Artificial Intelligence 11 min read

How DeepSeek-OCR Achieves 10× Context Compression with Vision Tokens

DeepSeek-OCR, a newly open‑sourced 3B‑parameter OCR model, uses a novel DeepEncoder and a 3B MoE decoder to compress long‑text contexts into visual tokens, achieving up to 10× compression with 97% accuracy and demonstrating strong practical performance on benchmarks and multilingual documents.

DataFunTalk

Oct 20, 2025

How DeepSeek-OCR Achieves 10× Context Compression with Vision Tokens

Introduction

DeepSeek recently open‑sourced a new OCR model called DeepSeek‑OCR. The 3‑billion‑parameter model has quickly attracted over 100 downloads and is built by three DeepSeek researchers who previously developed the GOT‑OCR2.0 system.

Model Overview

DeepSeek‑OCR explores optical compression of long‑text contexts by converting text into visual tokens. The architecture consists of two core components: a visual encoder (DeepEncoder) and a decoder (DeepSeek‑3B‑MoE‑A570M).

DeepEncoder

DeepEncoder extracts image features, tokenizes and compresses them into a small number of visual tokens.
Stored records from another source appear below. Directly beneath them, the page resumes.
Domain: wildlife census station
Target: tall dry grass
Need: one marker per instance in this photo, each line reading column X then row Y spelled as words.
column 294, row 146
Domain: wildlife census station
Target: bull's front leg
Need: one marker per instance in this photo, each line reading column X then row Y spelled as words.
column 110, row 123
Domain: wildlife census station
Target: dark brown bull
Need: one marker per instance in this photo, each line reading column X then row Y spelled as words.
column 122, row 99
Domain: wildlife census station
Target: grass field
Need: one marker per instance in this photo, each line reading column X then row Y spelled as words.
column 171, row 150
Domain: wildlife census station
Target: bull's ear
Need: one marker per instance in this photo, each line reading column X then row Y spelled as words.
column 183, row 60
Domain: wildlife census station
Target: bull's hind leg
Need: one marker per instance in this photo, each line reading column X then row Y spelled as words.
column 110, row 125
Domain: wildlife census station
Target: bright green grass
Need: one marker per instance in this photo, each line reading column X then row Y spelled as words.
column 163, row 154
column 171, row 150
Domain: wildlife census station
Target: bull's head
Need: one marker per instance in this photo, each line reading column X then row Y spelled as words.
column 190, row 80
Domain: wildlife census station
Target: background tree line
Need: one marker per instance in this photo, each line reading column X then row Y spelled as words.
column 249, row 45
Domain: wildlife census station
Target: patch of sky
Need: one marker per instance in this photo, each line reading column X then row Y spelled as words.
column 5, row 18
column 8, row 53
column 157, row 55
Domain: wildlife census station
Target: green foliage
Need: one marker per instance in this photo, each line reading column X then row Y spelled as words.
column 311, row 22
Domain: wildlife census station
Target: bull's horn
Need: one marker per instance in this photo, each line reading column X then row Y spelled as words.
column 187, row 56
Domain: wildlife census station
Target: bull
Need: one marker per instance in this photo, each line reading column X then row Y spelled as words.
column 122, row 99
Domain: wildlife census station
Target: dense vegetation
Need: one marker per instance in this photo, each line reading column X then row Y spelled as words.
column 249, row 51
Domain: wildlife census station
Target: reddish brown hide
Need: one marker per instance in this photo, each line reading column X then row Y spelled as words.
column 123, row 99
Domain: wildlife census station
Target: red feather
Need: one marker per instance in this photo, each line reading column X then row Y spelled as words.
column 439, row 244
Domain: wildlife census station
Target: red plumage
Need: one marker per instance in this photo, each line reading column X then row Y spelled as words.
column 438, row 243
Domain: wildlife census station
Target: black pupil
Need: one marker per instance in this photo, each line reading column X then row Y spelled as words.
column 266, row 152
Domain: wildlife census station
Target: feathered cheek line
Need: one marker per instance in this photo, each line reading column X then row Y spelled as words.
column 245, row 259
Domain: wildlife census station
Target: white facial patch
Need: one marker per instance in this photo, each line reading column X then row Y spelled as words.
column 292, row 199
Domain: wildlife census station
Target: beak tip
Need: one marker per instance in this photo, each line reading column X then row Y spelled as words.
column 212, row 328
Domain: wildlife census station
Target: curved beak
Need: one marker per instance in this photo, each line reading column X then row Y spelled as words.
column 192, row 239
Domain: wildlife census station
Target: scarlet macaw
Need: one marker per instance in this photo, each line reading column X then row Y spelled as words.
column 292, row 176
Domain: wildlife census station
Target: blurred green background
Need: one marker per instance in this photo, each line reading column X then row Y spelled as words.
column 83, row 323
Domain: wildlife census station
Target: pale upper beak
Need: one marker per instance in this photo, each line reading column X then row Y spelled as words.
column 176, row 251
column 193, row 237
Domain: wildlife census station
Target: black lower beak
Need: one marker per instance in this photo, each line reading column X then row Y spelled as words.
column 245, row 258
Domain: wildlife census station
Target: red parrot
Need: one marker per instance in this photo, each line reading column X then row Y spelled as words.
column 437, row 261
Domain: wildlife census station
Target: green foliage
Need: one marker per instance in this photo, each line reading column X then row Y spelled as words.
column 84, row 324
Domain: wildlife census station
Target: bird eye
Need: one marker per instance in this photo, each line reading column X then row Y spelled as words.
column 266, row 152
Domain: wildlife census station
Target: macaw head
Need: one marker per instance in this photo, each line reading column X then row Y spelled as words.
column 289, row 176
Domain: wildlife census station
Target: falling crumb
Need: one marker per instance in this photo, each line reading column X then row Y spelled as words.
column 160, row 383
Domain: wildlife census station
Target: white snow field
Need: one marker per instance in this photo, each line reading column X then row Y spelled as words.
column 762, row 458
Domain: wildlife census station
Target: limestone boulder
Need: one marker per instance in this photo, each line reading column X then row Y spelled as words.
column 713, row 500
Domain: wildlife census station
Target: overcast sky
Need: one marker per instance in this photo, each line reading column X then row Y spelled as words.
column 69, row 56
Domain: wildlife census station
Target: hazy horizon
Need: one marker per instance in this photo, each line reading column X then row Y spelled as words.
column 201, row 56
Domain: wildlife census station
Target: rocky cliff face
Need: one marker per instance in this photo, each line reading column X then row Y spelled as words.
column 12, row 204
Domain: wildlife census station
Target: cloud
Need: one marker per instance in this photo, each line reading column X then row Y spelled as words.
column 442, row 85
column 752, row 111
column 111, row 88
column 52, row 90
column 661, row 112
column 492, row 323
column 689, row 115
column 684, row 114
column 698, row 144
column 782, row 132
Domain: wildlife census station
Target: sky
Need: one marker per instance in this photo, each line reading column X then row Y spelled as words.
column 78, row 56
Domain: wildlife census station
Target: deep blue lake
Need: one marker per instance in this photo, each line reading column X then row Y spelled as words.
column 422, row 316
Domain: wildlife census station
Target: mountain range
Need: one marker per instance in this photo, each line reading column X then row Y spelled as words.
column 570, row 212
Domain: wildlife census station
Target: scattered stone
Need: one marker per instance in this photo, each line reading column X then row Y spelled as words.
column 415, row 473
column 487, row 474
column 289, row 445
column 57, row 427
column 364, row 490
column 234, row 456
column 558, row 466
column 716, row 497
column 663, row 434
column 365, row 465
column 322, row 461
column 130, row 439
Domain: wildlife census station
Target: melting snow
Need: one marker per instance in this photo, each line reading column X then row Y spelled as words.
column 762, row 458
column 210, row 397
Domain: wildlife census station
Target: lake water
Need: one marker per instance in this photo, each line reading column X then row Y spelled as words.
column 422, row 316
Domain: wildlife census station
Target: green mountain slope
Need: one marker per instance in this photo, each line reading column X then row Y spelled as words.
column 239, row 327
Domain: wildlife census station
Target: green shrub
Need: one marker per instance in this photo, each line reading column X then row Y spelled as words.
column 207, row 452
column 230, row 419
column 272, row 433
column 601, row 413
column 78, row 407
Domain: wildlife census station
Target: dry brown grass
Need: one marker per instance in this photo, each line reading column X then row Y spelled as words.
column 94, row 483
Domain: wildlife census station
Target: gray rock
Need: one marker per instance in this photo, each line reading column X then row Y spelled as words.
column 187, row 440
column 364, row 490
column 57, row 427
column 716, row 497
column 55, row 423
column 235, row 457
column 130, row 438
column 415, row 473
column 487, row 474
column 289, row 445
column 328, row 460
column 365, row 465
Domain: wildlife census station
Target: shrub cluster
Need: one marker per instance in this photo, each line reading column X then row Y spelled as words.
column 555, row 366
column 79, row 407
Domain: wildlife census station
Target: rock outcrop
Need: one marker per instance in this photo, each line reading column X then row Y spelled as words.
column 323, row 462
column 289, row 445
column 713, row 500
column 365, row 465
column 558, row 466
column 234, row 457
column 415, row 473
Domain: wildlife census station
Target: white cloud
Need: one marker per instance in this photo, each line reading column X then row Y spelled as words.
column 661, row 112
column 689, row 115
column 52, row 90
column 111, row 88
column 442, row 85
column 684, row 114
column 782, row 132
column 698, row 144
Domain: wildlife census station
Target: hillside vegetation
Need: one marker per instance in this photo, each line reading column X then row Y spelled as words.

It combines an 80M SAM‑base module with a 300M CLIP‑large module, totaling about 380M parameters. The encoder processes high‑resolution inputs with low activation, supports multi‑resolution, and produces a compact token set (e.g., 4096 patches reduced to 256 tokens after compression).

MoE Decoder

The decoder uses DeepSeek‑MoE (3B‑parameter Mixture‑of‑Experts). During inference, 6 out of 64 expert routers and 2 shared experts are activated, resulting in about 570M active parameters. This design offers the expressive power of a 3B model with the inference efficiency of a 500M‑parameter model.

Data Engine

DeepSeek assembled diverse training data:

OCR 1.0 – traditional scene and document OCR.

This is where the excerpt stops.